40 years of "A Prairie Home Companion": Behind Garrison Keillor's success


Part sketch comedy, part storytelling, part music, "A Prairie Home Companion" is a homespun, wholesome variety show that's now in its 40th year. Each Saturday night, about 4 million listeners tune in on the radio.

It all comes from the ever-churning mind of Minnesota's favorite son, Garrison Keillor, reports CBS News contributor Jamie Wax.

"People love to be spoken to," Keillor said. "The basis of friendship, I think, is the voice of one other person carrying on a conversation with you."

Fred Newman is the show's human sound effects machine.
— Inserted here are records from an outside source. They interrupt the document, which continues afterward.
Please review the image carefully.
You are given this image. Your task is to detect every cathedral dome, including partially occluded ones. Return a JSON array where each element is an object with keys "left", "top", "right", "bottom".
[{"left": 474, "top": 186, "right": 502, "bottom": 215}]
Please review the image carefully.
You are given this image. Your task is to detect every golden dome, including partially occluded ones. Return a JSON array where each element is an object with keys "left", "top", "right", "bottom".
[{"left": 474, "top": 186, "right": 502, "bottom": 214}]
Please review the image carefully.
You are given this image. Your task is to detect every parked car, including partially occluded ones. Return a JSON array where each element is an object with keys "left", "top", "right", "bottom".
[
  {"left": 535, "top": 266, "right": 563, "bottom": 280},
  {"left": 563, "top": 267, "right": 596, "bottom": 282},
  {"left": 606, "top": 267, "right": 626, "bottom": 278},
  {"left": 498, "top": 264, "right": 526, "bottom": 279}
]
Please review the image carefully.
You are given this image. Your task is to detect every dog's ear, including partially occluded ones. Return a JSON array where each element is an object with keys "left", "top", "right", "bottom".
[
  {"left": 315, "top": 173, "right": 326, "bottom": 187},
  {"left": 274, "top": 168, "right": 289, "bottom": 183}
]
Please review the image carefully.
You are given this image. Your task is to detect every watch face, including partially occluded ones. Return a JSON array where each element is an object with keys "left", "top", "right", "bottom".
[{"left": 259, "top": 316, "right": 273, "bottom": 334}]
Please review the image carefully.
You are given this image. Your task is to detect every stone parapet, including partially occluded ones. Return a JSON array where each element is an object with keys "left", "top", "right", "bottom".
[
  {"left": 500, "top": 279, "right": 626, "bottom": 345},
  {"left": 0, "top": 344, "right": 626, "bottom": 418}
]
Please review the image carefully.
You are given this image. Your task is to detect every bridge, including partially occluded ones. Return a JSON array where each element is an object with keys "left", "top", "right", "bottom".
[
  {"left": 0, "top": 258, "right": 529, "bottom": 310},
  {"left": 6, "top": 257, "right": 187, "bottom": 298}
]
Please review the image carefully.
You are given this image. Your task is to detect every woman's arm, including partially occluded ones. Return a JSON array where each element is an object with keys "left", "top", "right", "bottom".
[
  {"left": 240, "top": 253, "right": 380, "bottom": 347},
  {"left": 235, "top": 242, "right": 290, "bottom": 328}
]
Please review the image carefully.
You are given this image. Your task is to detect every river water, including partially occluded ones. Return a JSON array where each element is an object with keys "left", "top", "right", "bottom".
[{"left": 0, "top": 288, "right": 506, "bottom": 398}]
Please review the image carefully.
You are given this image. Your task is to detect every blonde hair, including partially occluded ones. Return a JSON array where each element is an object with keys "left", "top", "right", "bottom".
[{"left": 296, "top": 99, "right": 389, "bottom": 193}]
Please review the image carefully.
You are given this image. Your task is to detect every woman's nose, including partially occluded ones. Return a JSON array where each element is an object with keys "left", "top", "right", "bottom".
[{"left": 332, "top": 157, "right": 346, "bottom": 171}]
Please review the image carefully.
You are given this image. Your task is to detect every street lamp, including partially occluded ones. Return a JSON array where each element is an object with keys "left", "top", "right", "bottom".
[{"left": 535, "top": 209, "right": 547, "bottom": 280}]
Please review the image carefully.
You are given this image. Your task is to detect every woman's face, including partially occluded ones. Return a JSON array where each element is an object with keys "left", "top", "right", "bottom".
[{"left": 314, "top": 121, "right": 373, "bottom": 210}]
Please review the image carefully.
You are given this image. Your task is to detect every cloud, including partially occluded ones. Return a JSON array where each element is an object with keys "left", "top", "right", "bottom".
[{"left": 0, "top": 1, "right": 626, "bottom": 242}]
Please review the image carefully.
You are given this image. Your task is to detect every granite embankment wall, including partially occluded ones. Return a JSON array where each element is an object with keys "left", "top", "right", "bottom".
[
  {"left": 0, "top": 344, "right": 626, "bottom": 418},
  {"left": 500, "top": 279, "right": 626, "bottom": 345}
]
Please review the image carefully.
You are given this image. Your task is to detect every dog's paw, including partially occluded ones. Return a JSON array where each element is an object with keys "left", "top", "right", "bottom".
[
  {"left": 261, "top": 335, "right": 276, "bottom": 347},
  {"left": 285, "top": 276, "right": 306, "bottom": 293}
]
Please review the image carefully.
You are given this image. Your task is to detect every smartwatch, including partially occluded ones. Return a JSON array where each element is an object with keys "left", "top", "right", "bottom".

"[Keillor] is a writer, more than anything, and he's a brilliant observer," Newman said.

Every show is performed on stage in front of a live audience.
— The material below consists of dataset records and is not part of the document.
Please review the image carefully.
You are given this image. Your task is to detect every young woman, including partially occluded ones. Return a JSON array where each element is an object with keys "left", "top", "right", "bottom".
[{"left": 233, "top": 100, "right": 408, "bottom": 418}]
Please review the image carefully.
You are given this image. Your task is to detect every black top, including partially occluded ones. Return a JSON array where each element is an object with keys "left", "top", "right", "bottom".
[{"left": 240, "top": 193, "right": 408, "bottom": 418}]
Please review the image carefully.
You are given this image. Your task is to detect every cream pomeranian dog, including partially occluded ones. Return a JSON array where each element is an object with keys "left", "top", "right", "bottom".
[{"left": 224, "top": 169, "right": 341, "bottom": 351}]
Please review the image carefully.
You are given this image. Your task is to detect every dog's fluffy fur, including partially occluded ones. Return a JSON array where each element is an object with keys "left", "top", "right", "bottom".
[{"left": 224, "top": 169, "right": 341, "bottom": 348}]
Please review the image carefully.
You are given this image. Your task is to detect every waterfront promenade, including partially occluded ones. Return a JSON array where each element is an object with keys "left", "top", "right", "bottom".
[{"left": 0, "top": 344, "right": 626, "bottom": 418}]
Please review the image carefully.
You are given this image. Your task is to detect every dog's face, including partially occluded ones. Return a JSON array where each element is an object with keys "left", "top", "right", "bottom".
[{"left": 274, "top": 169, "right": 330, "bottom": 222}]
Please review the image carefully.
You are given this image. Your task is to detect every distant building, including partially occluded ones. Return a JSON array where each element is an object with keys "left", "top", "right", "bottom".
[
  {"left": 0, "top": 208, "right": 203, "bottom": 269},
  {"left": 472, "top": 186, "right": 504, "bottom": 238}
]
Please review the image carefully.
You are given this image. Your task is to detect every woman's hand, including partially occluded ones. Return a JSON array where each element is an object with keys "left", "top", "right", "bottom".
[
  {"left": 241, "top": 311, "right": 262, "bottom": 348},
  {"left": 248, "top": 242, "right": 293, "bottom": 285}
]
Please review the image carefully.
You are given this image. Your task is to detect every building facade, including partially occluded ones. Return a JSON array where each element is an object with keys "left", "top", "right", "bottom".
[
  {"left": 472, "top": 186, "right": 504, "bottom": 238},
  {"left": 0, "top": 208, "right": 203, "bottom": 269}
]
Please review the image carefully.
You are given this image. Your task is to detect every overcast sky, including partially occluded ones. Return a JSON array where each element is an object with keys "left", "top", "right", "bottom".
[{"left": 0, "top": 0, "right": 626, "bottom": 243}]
"It's the social pressure of standing up in front of people and you look at all these, you know, 10-, 11-, 12-year-old kids there. You've got to do something for them," Keillor said. "If necessary, you may have to talk about flatulence. There may be no alternative, you know?"

Keillor said great ideas can come from "stupid, good luck," but he is driven by his never-ending desire to be better.
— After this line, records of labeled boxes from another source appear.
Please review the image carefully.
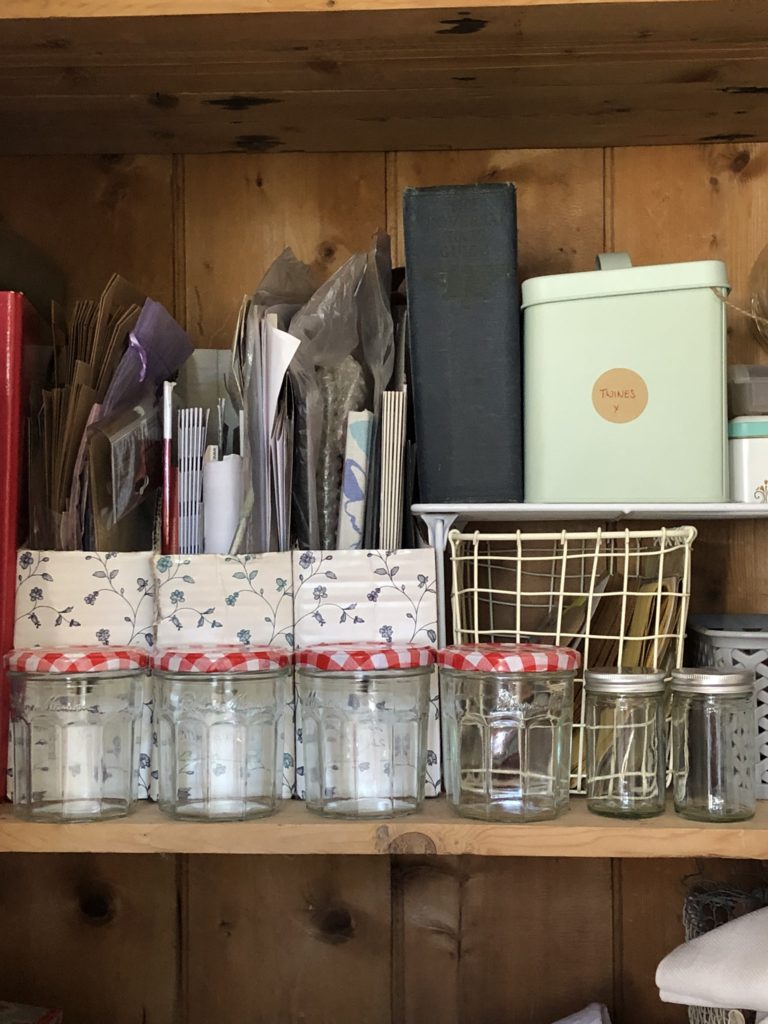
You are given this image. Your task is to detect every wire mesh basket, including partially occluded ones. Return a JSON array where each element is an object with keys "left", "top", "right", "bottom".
[
  {"left": 449, "top": 526, "right": 696, "bottom": 793},
  {"left": 683, "top": 886, "right": 768, "bottom": 1024}
]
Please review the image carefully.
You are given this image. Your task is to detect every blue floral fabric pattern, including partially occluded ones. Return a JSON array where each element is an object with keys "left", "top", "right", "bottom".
[
  {"left": 293, "top": 548, "right": 441, "bottom": 797},
  {"left": 154, "top": 552, "right": 296, "bottom": 797},
  {"left": 13, "top": 551, "right": 155, "bottom": 647},
  {"left": 8, "top": 549, "right": 158, "bottom": 799}
]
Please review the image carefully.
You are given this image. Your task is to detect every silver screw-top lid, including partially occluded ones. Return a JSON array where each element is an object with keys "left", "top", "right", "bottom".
[
  {"left": 584, "top": 666, "right": 667, "bottom": 696},
  {"left": 671, "top": 666, "right": 755, "bottom": 695}
]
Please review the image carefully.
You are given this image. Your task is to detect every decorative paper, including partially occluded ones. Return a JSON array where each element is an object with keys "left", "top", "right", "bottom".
[
  {"left": 8, "top": 550, "right": 158, "bottom": 800},
  {"left": 293, "top": 548, "right": 441, "bottom": 799},
  {"left": 154, "top": 552, "right": 296, "bottom": 798},
  {"left": 338, "top": 413, "right": 374, "bottom": 550}
]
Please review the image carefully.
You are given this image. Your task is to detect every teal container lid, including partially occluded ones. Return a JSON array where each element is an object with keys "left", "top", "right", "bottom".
[
  {"left": 522, "top": 254, "right": 730, "bottom": 309},
  {"left": 728, "top": 416, "right": 768, "bottom": 437}
]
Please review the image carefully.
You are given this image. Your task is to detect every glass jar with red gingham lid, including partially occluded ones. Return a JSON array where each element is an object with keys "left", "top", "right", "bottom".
[
  {"left": 438, "top": 643, "right": 581, "bottom": 821},
  {"left": 153, "top": 644, "right": 291, "bottom": 821},
  {"left": 6, "top": 646, "right": 148, "bottom": 821},
  {"left": 295, "top": 643, "right": 435, "bottom": 818}
]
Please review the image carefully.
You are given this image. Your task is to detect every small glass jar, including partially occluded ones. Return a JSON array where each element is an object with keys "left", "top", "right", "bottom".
[
  {"left": 296, "top": 644, "right": 434, "bottom": 818},
  {"left": 7, "top": 647, "right": 148, "bottom": 822},
  {"left": 438, "top": 644, "right": 581, "bottom": 821},
  {"left": 671, "top": 668, "right": 757, "bottom": 821},
  {"left": 154, "top": 645, "right": 291, "bottom": 821},
  {"left": 584, "top": 669, "right": 667, "bottom": 818}
]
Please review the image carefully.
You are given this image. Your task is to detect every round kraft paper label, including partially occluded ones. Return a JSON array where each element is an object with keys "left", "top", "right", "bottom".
[{"left": 592, "top": 367, "right": 648, "bottom": 423}]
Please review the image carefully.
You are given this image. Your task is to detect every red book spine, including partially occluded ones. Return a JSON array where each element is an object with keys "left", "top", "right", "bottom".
[{"left": 0, "top": 292, "right": 26, "bottom": 799}]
"The best you can hope for really is, when you are young, people instill in you an ambition, a standard that you can never achieve. And you spend your life trying to roll the boulder up the hill," Keillor said.

The 71-year-old has rolled boulders up many hills. In addition to the radio show, he's authored 28 books. His latest, "The Keillor Reader," is a collection of his writings across many genres.

In one of the pieces in the book, Keillor said he lives under a towering sense of inferiority -- something he said is not self-deprecation for entertainment value.

"I think it's baked into you when you grow up in a small town in the Midwest. I have a very realistic sense of my own skills, and my main skill is editing," he said.

It's an important skill for a writer.

"Writing is rewriting. That's my principle," he said.

Keillor started writing as a sportswriter in Anoka, Minn., when he was 13 years old. He said the experience changed everything.

"There on the back page was your story with your name on it. And you never got over that."

When asked if he has a favorite moment in time, Keillor referenced his show.

"My favorite moment is 5 o'clock Central Time on a Saturday, and all of the work is now done. ... And the piano plays, and I sing the theme song, 'Hear that old piano from down the avenue.' And you've got two hours and you're free."

As for the future, Keillor said he will continue "A Prairie Home Companion" for at least a few more years. He's also working on a play and wants to write essays and columns rather than fiction.